Lets not get it twisted, there cannot be sports without sports administrators. However, it was never about administrators, it is not about administrators, and it will never be about administrators. At the very top rung it is, was, and will always be about the athletes.
Too many people in administration, and coaches at times, are trying too hard to compete with the athletes for attention and popularity.
The jobs of managers and administrators are not easy, in some cases, and depending on the sport, managers have to go ahead of the main party to ensure everything is in place in a bid to ensure the athletes can settle down as quickly as possible upon arrival at hotels and so on.
Meal schedules must be worked out; transportation, if necessary, to and from the hotel and venue; physiotherapist appointments; sorting gear at times; and what some might find to be minor details must be ironed out.
Most times managers/administrators are awake long before the athletes, and after working all day can be the last to go to bed, and in some sports, like track and field, might not be able to see a single event live as their responsibilities are not at the stadium, but at the hotel.
Not every single event will have these guidelines and most will afford administrative staff the opportunity to watch events, but that is not their main purpose when they sign up for the assignments.

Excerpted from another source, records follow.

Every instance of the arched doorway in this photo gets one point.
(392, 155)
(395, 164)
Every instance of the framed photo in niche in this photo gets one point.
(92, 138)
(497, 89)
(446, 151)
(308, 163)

And, yes, there should be perks, but in my opinion, only those who do their jobs well are deserving.
Too often, though, we see long lists of officials accompanying national teams to overseas assignments, and while we hope these are in keeping with regulations, it often begs the question: Should we carry some of these people who are only there for the free ride?
What has also become the norm across several sporting federations are free trips given as repayment for votes in elections. But are they really free when it's taxpayers' money that pays for most of these trips, or monies from sponsorships?
Lately, this practice has become more brazen as federations believe they are above being asked questions and are a law to themselves.
But we can only hope that accountability will demand that people who not only know what they are doing, but actually put in the work will be the ones given the assignments.